The Parkinson Society British Columbia (website here) has a much needed initiative this year to support workshops for caregivers of persons with Parkinson’s disease,
Time Out for Caregivers.
I was asked to be the keynote speaker at their second workshop in Kelowna on May 26th and was so honored to be able to share the afternoon with these amazing men and women.
I was able to relay to the participants about the importance of their health and how there are buffers that reduce caregiver burden, especially :
- being prepared to be a caregiver
- fully accepting and finding meaning in the caregiver role, and
- establishing a quality relationship with the person you are caring for
- Don’t suffer and try to set boundaries, if there’s a task that’s too much or something you don’t want to do – ask for help! find support! If you need some “me-time” or “me-space” create that. Be assertive! This may involve finding your voice or an advocate.
- Don’t give up on activities you like to do! Modify so you can still keep active and interested in life together… remember the disease doesn’t define you!
- Sustain yourself… caregivers are like lifesaving equipment, you don’t want to burn out. It’s like when you’re on an airplane and you are support to put YOUR oxygen mask on before helping others.
- find someone that can cheer you on and lift your spirits… and don’t forget to celebrate all the small joys. The facilitator for the Kelowna Parkinson’s support group tells everyone to write down THREE things you are grateful for everyday. Doesn’t matter if they are big, small or inbetween! Then, at the end of one year you will have over ONE THOUSAND things to be grateful for… pretty amazing, eh?
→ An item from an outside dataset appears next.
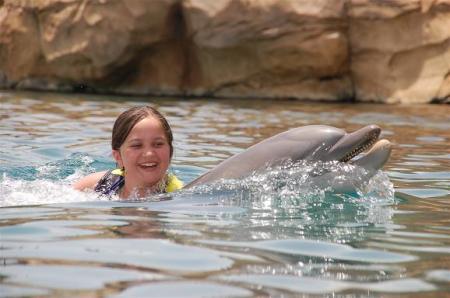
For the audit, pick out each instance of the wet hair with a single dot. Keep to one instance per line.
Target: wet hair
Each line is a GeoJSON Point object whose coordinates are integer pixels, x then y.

I understand this is easier said then done, but getting caregivers to focus on self-care is a great start! I am so grateful for the participants who attended the workshop and to the Parkinson’s Society for starting this initiative, you can contact them at: email@example.com for further information. A copy of my presentation slides are available by clicking here… please share!
and this is not only applicable to PD caregivers, but everyone…when was the last time you checked in with yourself to see how you were really doing? much love.